I haven't watched a Star Wars film since The Force Awakens came out at the cinema and I don't believe I had seen any for some time before that either. But there was nothing else on that I wanted to watch (apart from the surprisingly good Everything Everywhere All At Once) and 13 hours is a long time to sit and read without a break. So I watched Empire, was reminded that it is actually a genuinely good and accomplished film, and was enthused enough by the experience that I decided to just get straight into Jedi next.

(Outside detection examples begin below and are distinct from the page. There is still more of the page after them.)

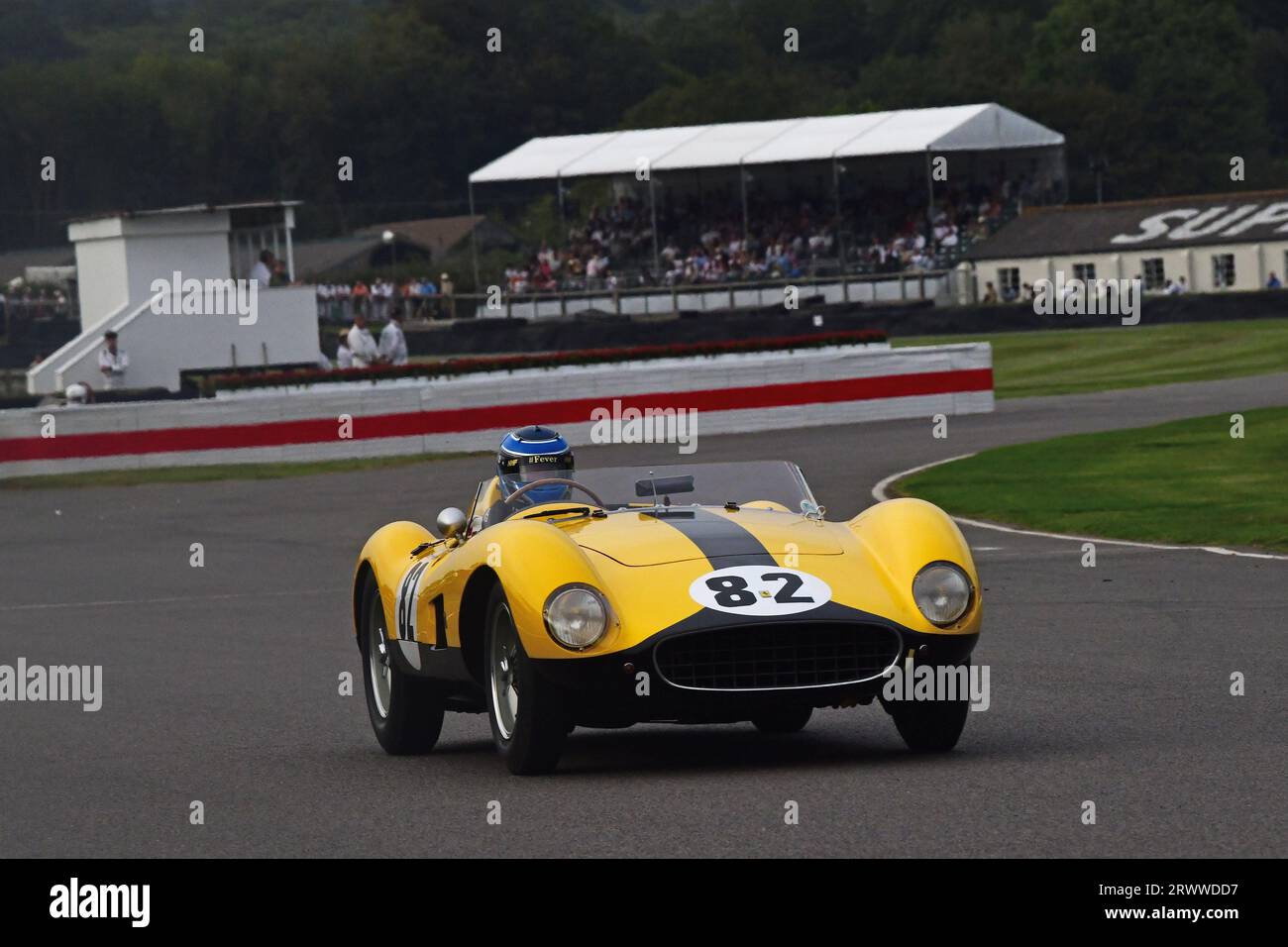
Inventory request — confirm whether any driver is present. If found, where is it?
[486,425,574,523]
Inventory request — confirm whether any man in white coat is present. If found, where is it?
[98,333,130,391]
[380,307,407,365]
[349,312,380,368]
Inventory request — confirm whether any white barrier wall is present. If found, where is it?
[0,343,993,476]
[27,286,321,394]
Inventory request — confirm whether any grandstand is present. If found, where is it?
[469,103,1066,292]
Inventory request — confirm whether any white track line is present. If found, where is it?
[872,454,1288,562]
[0,588,327,612]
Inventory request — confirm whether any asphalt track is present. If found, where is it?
[0,374,1288,858]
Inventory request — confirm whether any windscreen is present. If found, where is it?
[566,460,814,510]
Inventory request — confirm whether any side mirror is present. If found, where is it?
[437,506,465,541]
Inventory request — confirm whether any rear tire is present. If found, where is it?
[483,582,571,776]
[751,706,814,733]
[358,579,445,756]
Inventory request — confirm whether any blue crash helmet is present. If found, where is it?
[496,427,574,506]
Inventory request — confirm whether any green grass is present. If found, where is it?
[892,314,1288,398]
[0,454,483,489]
[896,407,1288,552]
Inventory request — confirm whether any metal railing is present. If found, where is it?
[463,269,953,318]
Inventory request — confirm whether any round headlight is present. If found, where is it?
[912,562,971,625]
[545,585,608,651]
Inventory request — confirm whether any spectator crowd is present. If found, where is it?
[486,179,1021,295]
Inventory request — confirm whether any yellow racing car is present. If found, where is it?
[353,428,982,773]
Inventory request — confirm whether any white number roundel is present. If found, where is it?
[690,566,832,616]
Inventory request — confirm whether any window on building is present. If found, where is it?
[997,266,1020,303]
[1073,263,1096,282]
[1212,254,1234,288]
[1140,257,1167,290]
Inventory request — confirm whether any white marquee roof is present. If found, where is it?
[471,103,1064,184]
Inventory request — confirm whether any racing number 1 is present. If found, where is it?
[707,573,814,608]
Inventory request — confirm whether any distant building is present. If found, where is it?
[966,191,1288,300]
[27,201,318,394]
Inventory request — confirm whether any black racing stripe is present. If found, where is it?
[644,509,778,569]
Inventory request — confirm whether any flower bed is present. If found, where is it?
[201,329,886,397]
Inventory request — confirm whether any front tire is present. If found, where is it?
[883,664,970,754]
[358,579,445,756]
[483,583,570,776]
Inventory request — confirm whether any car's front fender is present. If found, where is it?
[846,497,983,634]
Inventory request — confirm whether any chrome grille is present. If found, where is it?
[654,622,901,690]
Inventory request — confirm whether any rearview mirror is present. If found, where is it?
[635,474,693,496]
[437,506,465,540]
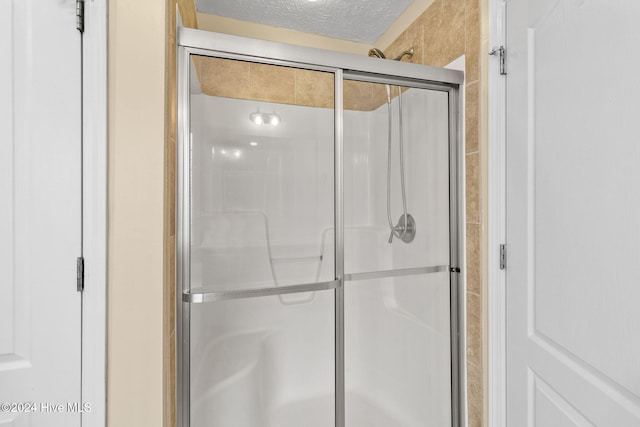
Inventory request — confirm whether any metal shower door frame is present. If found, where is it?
[176,28,466,427]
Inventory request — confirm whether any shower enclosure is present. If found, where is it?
[177,29,465,427]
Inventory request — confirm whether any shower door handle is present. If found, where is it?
[182,279,342,304]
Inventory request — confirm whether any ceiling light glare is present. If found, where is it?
[249,111,280,126]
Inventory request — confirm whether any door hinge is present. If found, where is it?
[76,0,84,33]
[489,46,507,76]
[76,256,84,292]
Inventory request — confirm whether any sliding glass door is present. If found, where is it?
[177,30,462,427]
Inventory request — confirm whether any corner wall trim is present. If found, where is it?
[488,0,507,427]
[82,1,108,427]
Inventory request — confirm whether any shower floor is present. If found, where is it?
[271,392,407,427]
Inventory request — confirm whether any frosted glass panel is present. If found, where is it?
[344,82,449,273]
[345,272,451,427]
[191,57,335,303]
[191,291,335,427]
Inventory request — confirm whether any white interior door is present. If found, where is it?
[507,0,640,427]
[0,0,81,427]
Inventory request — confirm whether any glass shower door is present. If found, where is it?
[183,56,338,427]
[344,80,455,427]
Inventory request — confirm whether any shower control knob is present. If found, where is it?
[389,214,416,243]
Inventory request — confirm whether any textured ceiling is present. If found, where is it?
[196,0,413,45]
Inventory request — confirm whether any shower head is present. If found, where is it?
[393,48,413,61]
[369,47,414,61]
[369,47,387,59]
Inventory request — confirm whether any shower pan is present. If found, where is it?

I loved Return of the Jedi as a kid and was, in a way, childishly looking forward to a rewatch - after what must be approaching twenty years. I know it is maligned in certain circles as the place where the rot set in - and at times it does have the feeling of the prequels, as it were, avant la lettre. But the Jedi I remember from my childhood remains a fun, action-packed roller-coaster ride filled with excitement but leavened by sweet and even moving moments, as when Luke reveals to Leia he is her brother, or when Yoda dies. Yes the ewoks were, in my memory, a bit of an embarrassing misstep. But I also remembered loving the Endor battle when I was a boy and feeling my heart lift every time those furry underdogs destroyed an ATAT walker with a well-placed spitball or made a Stormtrooper slip over on a banana skin or catch his toe in a mouse trap or whatever. So I was up for it, big time. 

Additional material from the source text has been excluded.